I talked on the phone with one of these people (one of my best girlfriends) last night for an hour and a half, and it felt great. And one of the things I love so much about my beau is that he believes in the follow through. He's a man of his word, and I didn't realize how important this was until I noticed how uncommon that quality is.

As is a common theme in many of my posts, I dwell on the past. I have a hard time letting go, and I try with all my might to recreate the past due to my nostalgia. I've held on to old relationships, and I've had trouble letting go of friendships that just weren't mean to be. It's high time I forget these flakes in my life - the people who don't make me a priority like I do for them. The people whose lack of action is actually saying to me all I need to know - that we're not really friends.

If I just keep on focusing on what I have, rather than what I don't have, there's no need to miss anything. I've got it all right here, people whose actions are loud and clear. And for that, I am ever so grateful.

Monday, December 5, 2011

Co-Worker Camaraderie

Last week I was invited to the grand opening of the new office of my former employer. I'm so grateful to still keep in touch with everyone there despite my moving on to a new agency. It was a spectacular event - and best of all, I got to see two of my previous co-workers and catch up!

Admittedly, it did make me a bit sad that I'm now on the outside and not as close to them as I used to be. When you work somewhere for years, you really get close with people there, and being around them again made me see how much I miss that closeness. I'm still getting to know everyone at my new job, and I know keeping it professional is more of a priority, but gaining friendships out of it would be nice too.

Thankfully, last Friday our office had our holiday celebration, which was a walking tour of eateries in downtown Sacramento. It was fabulous!
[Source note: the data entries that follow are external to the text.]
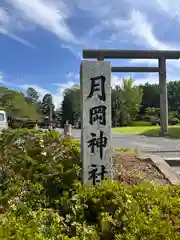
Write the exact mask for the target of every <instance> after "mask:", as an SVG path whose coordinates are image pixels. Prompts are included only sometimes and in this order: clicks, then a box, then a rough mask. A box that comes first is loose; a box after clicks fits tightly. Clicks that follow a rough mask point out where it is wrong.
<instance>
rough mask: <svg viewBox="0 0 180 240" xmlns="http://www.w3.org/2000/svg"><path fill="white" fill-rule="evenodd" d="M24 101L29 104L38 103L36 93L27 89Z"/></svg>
mask: <svg viewBox="0 0 180 240" xmlns="http://www.w3.org/2000/svg"><path fill="white" fill-rule="evenodd" d="M26 100H27V102H30V103H38V102H39V95H38V92H37V91H36V90H35V89H34V88H32V87H29V88H28V89H27V91H26Z"/></svg>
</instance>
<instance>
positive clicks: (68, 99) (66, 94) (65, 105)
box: [61, 85, 80, 126]
mask: <svg viewBox="0 0 180 240" xmlns="http://www.w3.org/2000/svg"><path fill="white" fill-rule="evenodd" d="M61 112H62V125H63V126H64V124H65V123H66V121H68V122H69V123H71V124H73V125H74V124H76V123H78V122H79V121H80V86H79V85H74V86H73V87H71V88H68V89H66V90H65V91H64V99H63V102H62V107H61Z"/></svg>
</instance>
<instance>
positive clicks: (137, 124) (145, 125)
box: [130, 121, 152, 127]
mask: <svg viewBox="0 0 180 240" xmlns="http://www.w3.org/2000/svg"><path fill="white" fill-rule="evenodd" d="M151 125H152V123H151V122H145V121H133V122H131V124H130V126H136V127H139V126H140V127H141V126H151Z"/></svg>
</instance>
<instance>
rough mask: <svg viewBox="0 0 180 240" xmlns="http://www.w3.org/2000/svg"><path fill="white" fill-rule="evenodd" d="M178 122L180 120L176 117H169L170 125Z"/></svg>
mask: <svg viewBox="0 0 180 240" xmlns="http://www.w3.org/2000/svg"><path fill="white" fill-rule="evenodd" d="M178 123H180V120H179V119H178V118H176V117H173V118H170V119H169V125H176V124H178Z"/></svg>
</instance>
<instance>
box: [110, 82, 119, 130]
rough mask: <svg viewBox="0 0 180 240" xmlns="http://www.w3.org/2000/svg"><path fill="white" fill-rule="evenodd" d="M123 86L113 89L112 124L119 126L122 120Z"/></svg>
mask: <svg viewBox="0 0 180 240" xmlns="http://www.w3.org/2000/svg"><path fill="white" fill-rule="evenodd" d="M120 92H121V88H120V86H118V85H117V86H115V88H114V89H112V94H111V105H112V125H113V126H119V124H120V122H121V95H120Z"/></svg>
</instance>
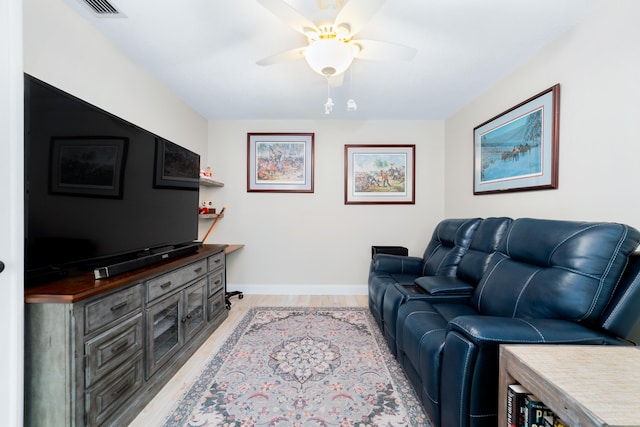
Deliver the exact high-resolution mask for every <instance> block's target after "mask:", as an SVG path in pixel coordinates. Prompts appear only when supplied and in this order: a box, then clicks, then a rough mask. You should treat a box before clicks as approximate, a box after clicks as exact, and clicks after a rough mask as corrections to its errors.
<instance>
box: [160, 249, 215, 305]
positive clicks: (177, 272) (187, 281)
mask: <svg viewBox="0 0 640 427" xmlns="http://www.w3.org/2000/svg"><path fill="white" fill-rule="evenodd" d="M206 272H207V260H206V259H203V260H200V261H197V262H194V263H192V264H189V265H187V266H185V267H181V268H179V269H177V270H174V271H172V272H170V273H167V274H163V275H162V276H158V277H156V278H155V279H151V280H149V281H148V282H147V301H153V300H154V299H157V298H160V297H161V296H163V295H166V294H168V293H169V292H171V291H173V290H175V289H178V288H180V287H182V286H183V285H185V284H186V283H188V282H190V281H192V280H193V279H195V278H197V277H199V276H202V275H203V274H205V273H206Z"/></svg>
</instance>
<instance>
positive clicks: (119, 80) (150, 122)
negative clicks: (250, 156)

I ate what could feed a small village, and walking to each location allowed us all to chat and laugh.

I loved having that personal time with my co-workers, and it made me realize that instead of being sad to leave old friends, I should be happy to have a whole slew of potential new ones. Also, one co-worker had a jewelry party at her house on Thursday, which was a blast! So I feel like I'm slowly getting more comfortable and becoming less of the "new girl" and more of a permanent member of the team.

This weekend was awesome! I performed with my tap class at our studio's Christmas show, and thanks to the boyfriend's mom bringing a crew of friends, I had quite the cheering section. Plus, my best friend came, which was a nice cherry on top. After the show, Ty, his mom, her said friends and I went to dinner and a taped concert for the band Blame Sally. It's going to air on our local PBS affiliate, and the intimate show was incredible! I'd never seen this band, but they are Ty's mom's favorite, and they were great - a nice folky, rock, country girl band. Then yesterday was just my average productive day of running errands and cleaning.

Tonight I'm going Christmas shopping - at home! Ahhh, gotta love the Internet. I plan on not stepping one foot in a mall this year. Last year, I waited too long to do my shopping, and doing it last minute was a nightmare. I loathe crowds when I shop, so buying all my gifts online this year is the perfect solution.